This study is currently recruiting participants.
Verified November 2017 by Novartis ( Novartis Pharmaceuticals )
Sponsor:
ClinicalTrials.gov Identifier:
NCT02445248
First Posted: May 15, 2015
Last Update Posted: November 7, 2017
The safety and scientific validity of this study is the responsibility of the study sponsor and investigators. Listing a study does not mean it has been evaluated by the U.S. Federal Government. Know the risks and potential benefits of clinical studies and talk to your health care provider before participating. Read our disclaimer for details.
Information provided by (Responsible Party):
Novartis ( Novartis Pharmaceuticals )
  Purpose
This is a multi-center, phase II study to determine the efficacy and safety of CTL019 in adult patients with relapsed or refractory DLBCL.
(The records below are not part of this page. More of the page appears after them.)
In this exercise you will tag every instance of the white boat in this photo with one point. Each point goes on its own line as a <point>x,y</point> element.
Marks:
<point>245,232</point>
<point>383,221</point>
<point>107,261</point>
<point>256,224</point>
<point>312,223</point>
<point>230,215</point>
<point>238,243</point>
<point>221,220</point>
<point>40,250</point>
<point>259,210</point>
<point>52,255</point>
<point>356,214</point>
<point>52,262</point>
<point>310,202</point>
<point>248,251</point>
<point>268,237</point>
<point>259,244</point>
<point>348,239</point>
Condition Intervention Phase
Diffuse Large B-cell Lymphoma (DLBCL) Biological: CTL019 Phase 2

Study Type: Interventional
Study Design: Intervention Model: Single Group Assignment
Masking: None (Open Label)
Primary Purpose: Treatment
Official Title: A Phase II, Single Arm, Multicenter Trial to Determine the Efficacy and Safety of CTL019 in Adult Patients With Relapsed or Refractory Diffuse Large B-cell Lymphoma (DLBCL)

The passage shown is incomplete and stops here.